While you certainly don't have to replace your current best friend with your partner, there are some things you can do to take your relationship friendship game to the next level. You're probably already doing some of these, but if not, no worries. It's never too late.

 1. Share Experiences

Shared experiences bring you and your partner closer, more so than buying each other gifts, according to Mridu Parikh in an article for lifestyle site Tiny Buddha. You'll feel closer even if those shared experiences involve pain, according to the Association for Psychological Science. So take trips together, go on adventures, try new things, and do actual activities on a regular basis. 

2. Share Your Feelings

Friends share things. Especially feelings. If you want to relate to each other on a deeper level, you'll need to open up and let your partner experience your hopes, fears, dreams, and vulnerabilities, according to mental health nonprofit site Help Guide. And remember that part of sharing is also listening. 

3. Practice Empathy

One of the most important things friends do for each other is provide empathy and understanding, according to Amanda Robb in an article for Oprah's O Magazine. Empathy means relating to your partner's feelings and making him or her feel understood, which helps validate your partner's feelings and gives comfort, according to Robb. A lack of empathy creates serious distance.

4. Have Fun

Having fun and being playful is something all friendships have in common. Having fun can be as simple as laughing each other's jokes or leaving each other silly notes, according to Margarita Tartakovsky, M.S. of Psych Central. Playfulness is also a quality you and bring into the bedroom. 

5. Be A Cheerleader

If you want to be better friends with your partner, you need to be a constant cheerleader, according to life coach and mentor Michael Hyatt. This includes celebrating even the smallest of your partner's accomplishments and bragging about him or her to your friends and family. 

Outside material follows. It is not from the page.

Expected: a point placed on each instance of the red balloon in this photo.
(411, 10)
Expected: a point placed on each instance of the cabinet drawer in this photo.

6. Be The Kind Of Friend You Want

To have a friend, you need to be a friend, according to Hyatt. This doesn't just include the standards, such as being a good listener and being kind, but also more complex behaviors, like encouraging your partner to be their best self, being honest, showing an interest in the things they're interested in, and reminding them of their best qualities.

Who would have thought that one of the keys to a better relationship was good-old-fashioned play? Sounds like the best kind of work to me.